Several automotive OEMs are working toward commercializing autonomous vehicles, which is providing ample opportunities for machine learning chip manufacturers to tap into the untapped potential of the market. The integration of advanced human-machine interface (HMI) technologies, along with developments in wired and wireless communication technologies for automotive applications, is expected to have a positive impact on the growth of the market in North America during the forecast period.
The Machine Learning Chips Market is experiencing remarkable growth driven by various factors. These include the integration of Artificial Intelligence (AI) and deep learning algorithms, facilitating applications like cybersecurity and fraud detection systems. This growth is further propelled by advancements in System-on-Chip (SoC) and multi-chip module technologies. Additionally, the market benefits from the increasing demand for big data analytics and cloud computing solutions. Integration with the Internet of Things (IoT) and vertical-specific solutions enhance its utility across diverse sectors. However, challenges persist due to cybersecurity threats and the global chip shortage. Yet, innovations like Explainable AI (XAI) and federated learning promise to address these concerns, ensuring continued market expansion. Our researchers analyzed the data with 2022 as the base year, along with the key drivers, trends, and challenges. A holistic analysis of drivers will help companies refine their marketing strategies to gain a competitive advantage.
The global market is experiencing robust growth driven by the adoption of machine learning chips in autonomous vehicles. Automotive companies recognize the pivotal role of these chips in achieving high levels of vehicle automation, fueling increased demand in this sector. With sensors, cameras, radar, LIDAR, and ultrasonic instruments generating vast amounts of data, these processors analyze the information to make split-second decisions on the road. Machine learning chips enable advanced features like ADAS, intuitive user interfaces, and automotive cloud services, offering advantages such as object recognition, reduced power consumption, and improved perception. This trend presents lucrative opportunities for vendors to expand their market presence and revenue streams.
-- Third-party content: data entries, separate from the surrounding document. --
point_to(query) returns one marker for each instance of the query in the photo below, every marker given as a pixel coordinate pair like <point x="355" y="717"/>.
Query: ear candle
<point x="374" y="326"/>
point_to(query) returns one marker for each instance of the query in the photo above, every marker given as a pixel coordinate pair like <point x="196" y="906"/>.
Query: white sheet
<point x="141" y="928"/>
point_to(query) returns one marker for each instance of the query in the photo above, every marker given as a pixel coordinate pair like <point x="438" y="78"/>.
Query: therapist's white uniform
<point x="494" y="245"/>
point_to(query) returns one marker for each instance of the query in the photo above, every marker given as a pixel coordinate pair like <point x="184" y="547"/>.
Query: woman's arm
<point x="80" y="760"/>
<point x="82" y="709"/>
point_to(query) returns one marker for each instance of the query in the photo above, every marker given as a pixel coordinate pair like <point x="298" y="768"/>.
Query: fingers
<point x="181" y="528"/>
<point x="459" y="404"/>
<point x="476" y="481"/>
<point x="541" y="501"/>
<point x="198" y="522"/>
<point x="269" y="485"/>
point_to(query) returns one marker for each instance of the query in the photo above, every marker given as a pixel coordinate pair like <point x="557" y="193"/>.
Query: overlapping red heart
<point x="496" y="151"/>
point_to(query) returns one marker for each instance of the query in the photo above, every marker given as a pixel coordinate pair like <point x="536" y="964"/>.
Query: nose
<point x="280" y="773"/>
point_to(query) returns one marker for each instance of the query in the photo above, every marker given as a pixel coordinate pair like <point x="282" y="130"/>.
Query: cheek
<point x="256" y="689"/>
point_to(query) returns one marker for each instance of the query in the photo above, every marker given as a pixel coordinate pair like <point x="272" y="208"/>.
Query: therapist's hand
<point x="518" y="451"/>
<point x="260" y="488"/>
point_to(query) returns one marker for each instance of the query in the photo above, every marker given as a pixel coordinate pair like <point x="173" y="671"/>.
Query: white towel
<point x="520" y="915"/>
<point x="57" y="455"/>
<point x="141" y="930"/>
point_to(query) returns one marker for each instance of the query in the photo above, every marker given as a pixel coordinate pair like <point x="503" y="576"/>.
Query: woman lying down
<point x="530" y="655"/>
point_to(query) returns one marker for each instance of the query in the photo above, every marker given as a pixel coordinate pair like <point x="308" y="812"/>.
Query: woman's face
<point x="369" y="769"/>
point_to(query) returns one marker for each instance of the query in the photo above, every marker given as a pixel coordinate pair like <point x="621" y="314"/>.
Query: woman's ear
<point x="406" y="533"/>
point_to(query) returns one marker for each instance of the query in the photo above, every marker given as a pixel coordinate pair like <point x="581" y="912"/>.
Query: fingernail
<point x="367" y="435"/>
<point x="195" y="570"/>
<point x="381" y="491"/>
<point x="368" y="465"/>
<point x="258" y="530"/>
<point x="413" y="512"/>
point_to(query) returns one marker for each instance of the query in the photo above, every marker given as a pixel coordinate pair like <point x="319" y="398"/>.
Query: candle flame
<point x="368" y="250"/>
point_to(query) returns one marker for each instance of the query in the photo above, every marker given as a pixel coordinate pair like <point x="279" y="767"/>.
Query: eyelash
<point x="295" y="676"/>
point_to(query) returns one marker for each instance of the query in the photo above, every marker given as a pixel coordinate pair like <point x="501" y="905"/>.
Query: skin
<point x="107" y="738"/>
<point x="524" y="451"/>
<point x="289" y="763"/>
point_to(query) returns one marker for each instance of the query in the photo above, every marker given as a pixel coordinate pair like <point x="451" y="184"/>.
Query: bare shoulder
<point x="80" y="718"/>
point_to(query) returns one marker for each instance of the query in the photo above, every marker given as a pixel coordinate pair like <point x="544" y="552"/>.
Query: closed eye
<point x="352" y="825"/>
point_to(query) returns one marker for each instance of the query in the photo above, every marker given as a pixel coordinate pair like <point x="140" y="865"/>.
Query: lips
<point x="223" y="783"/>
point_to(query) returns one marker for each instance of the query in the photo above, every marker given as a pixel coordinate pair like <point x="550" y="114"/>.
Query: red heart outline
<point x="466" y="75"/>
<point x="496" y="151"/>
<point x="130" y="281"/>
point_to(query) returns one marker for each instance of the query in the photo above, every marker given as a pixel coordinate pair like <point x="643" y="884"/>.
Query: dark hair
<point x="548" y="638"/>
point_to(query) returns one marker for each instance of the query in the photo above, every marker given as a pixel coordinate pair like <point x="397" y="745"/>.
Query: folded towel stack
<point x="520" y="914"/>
Increasing investments in AI start-ups is the primary trend shaping the global market. AI technology is still in the development phase, and hence, its implementation is growing rapidly across many industries. Several companies, such as start-ups, are entering the market to capitalize on the growing demand for AI technology. Due to the huge growth potential of the global market, several start-ups have been receiving significant investments from venture capitalists and major chip manufacturers for the development of AI platforms and chipsets.
For instance, in May 2021, Shanghai-based start-up Innostar Semiconductor raised USD 100 million funding in a pre-series A round funding, which was led by Shanghai Lianhe Investment and joined by New Alliance as well as new investors Atlas Capital and KQ Capital. The company will use the funding for the development of storage and resistive RAM chips. In May 2020, Tessolve received funding of USD 40.0 million as a private equity investment from Novo Tellus Capital Partners. The company will use this funding to expand its chip and ASIC design business and embedded service offerings. These factors will drive the growth of the market in focus during the forecast period.
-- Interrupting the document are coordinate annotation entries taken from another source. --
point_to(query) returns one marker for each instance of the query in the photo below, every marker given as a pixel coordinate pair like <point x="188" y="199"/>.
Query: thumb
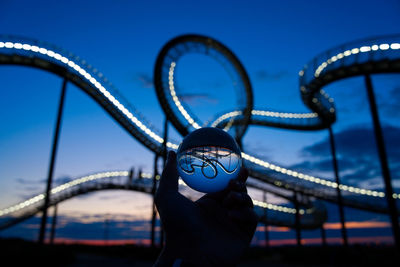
<point x="169" y="176"/>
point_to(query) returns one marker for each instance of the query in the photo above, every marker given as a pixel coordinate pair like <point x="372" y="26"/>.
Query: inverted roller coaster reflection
<point x="211" y="161"/>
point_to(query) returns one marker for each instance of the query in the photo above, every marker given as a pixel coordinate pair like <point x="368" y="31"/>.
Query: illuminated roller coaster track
<point x="122" y="180"/>
<point x="369" y="56"/>
<point x="336" y="61"/>
<point x="22" y="51"/>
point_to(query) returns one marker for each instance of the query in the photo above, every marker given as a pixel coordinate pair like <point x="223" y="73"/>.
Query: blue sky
<point x="273" y="40"/>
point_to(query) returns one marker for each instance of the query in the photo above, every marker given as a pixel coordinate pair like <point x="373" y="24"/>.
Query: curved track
<point x="120" y="180"/>
<point x="22" y="51"/>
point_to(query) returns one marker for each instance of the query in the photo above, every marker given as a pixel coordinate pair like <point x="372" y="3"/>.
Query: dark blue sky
<point x="273" y="39"/>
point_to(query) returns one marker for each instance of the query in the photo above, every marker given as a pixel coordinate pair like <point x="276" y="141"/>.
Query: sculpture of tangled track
<point x="378" y="55"/>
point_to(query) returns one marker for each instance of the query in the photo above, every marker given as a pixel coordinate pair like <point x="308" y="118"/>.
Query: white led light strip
<point x="139" y="124"/>
<point x="60" y="188"/>
<point x="266" y="114"/>
<point x="354" y="51"/>
<point x="175" y="98"/>
<point x="103" y="175"/>
<point x="92" y="80"/>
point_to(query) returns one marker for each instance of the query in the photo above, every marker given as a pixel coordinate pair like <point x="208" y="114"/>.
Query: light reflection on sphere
<point x="208" y="158"/>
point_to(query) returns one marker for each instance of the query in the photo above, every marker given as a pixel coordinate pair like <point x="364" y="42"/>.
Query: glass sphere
<point x="208" y="158"/>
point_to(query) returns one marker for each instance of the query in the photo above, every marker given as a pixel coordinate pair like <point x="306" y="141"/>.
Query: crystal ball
<point x="208" y="158"/>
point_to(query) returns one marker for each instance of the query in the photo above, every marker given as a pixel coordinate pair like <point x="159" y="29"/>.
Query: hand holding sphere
<point x="208" y="158"/>
<point x="215" y="230"/>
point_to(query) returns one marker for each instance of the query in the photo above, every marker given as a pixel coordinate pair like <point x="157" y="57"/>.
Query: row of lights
<point x="157" y="138"/>
<point x="92" y="80"/>
<point x="176" y="99"/>
<point x="354" y="51"/>
<point x="265" y="113"/>
<point x="60" y="188"/>
<point x="314" y="179"/>
<point x="103" y="175"/>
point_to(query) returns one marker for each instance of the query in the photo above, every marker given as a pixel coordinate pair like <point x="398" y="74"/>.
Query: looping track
<point x="365" y="56"/>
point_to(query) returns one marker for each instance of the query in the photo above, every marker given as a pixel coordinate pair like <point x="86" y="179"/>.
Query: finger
<point x="243" y="175"/>
<point x="169" y="176"/>
<point x="238" y="200"/>
<point x="236" y="184"/>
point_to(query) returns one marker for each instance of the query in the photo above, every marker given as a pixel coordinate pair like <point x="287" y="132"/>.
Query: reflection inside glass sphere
<point x="218" y="165"/>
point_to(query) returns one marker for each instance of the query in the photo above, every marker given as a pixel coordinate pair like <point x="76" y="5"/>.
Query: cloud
<point x="357" y="155"/>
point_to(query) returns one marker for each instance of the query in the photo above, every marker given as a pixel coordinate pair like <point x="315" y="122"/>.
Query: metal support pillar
<point x="53" y="225"/>
<point x="266" y="225"/>
<point x="391" y="202"/>
<point x="154" y="211"/>
<point x="339" y="193"/>
<point x="106" y="229"/>
<point x="297" y="219"/>
<point x="323" y="235"/>
<point x="52" y="163"/>
<point x="164" y="162"/>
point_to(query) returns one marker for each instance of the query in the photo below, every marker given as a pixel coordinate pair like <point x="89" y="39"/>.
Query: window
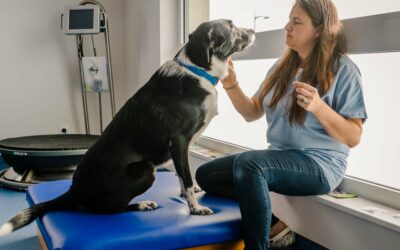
<point x="376" y="159"/>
The cyclical nature of the semiconductor industry is a major challenge impeding the growth of the global market. The fluctuations in demand for electronic products, such as consumer electronic devices and mobile devices, make forecasting in the global market extremely difficult. These fluctuations can also lead to the oversupply or undersupply of semiconductor ICs. In the case of oversupply, machine learning chip manufacturers can fulfill the demand for semiconductor ICs without expanding their manufacturing capacity, which reduces their capital spending. In the case of undersupply, the demand will be hard to fulfill due to the lengthy manufacturing process.
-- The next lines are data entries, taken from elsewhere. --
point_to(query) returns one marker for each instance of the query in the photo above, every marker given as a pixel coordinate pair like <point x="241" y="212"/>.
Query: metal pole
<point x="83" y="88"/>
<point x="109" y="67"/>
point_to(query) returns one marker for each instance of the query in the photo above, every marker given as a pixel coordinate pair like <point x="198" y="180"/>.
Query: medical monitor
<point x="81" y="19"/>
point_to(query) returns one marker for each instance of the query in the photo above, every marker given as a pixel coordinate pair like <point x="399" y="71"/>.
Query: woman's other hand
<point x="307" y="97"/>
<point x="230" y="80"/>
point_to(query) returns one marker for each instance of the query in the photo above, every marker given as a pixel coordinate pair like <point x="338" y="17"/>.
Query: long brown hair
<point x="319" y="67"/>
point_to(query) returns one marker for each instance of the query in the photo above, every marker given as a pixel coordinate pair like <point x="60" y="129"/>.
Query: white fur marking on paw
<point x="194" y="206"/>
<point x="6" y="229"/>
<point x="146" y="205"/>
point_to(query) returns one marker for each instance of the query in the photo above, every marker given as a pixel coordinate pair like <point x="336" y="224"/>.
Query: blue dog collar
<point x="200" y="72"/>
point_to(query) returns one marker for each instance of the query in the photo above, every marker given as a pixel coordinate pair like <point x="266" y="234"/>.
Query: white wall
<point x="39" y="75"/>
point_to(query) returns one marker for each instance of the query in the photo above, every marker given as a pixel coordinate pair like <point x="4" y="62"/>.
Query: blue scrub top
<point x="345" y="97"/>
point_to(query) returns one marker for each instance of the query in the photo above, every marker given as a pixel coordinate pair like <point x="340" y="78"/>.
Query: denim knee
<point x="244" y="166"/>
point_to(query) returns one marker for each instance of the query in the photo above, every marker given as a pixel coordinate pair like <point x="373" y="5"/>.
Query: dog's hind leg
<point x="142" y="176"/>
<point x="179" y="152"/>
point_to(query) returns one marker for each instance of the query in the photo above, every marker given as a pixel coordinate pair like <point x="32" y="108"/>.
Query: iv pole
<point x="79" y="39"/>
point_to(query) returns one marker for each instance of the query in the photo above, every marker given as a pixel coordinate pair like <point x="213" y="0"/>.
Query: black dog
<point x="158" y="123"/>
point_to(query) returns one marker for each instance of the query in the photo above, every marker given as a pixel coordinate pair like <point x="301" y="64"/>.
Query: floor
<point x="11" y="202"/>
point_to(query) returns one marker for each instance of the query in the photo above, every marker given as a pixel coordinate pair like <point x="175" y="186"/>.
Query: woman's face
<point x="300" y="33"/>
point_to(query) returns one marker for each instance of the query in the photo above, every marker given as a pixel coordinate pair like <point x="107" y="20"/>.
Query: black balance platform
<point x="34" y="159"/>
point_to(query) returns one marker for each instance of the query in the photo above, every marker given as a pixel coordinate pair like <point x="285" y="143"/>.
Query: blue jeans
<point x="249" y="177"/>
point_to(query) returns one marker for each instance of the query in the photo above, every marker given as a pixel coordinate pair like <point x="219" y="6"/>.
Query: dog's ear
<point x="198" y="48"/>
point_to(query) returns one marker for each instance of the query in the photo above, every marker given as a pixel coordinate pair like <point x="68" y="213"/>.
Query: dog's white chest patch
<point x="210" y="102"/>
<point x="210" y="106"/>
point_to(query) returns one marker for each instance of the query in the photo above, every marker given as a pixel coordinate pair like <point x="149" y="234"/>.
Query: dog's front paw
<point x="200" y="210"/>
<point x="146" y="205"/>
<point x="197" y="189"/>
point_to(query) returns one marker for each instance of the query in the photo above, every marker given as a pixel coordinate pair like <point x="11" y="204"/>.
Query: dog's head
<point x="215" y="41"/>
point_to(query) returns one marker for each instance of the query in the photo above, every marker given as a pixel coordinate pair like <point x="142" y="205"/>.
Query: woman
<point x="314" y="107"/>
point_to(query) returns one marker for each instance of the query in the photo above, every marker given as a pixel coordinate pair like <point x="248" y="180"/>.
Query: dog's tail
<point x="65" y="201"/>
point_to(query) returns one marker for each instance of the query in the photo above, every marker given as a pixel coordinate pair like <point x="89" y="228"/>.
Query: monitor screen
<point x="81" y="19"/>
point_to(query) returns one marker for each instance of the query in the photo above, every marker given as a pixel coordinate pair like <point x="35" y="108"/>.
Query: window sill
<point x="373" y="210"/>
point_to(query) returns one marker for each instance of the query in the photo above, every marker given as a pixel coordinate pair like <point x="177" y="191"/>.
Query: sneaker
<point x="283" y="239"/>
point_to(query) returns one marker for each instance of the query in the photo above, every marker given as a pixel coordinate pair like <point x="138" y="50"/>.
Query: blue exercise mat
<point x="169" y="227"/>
Thus, vendors might manufacture based on forecasts of customer demand, which may fluctuate significantly. Such fluctuations may lead to high inventory and manufacturing costs before actual sales take place. Hence, vendors would require high amounts of working capital to meet these costs. Also, inaccurate forecasts or cancellations/delays in orders for machine learning and other types of chips can adversely affect the operations of vendors, which leads to a huge loss for vendors in the market. Such factors may hinder market growth during the forecast period.
The market report includes the adoption lifecycle of the market, covering from the innovator’s stage to the laggard’s stage. It focuses on adoption rates in different regions based on penetration. Furthermore, the report also includes key purchase criteria and drivers of price sensitivity to help companies evaluate and develop their growth strategies.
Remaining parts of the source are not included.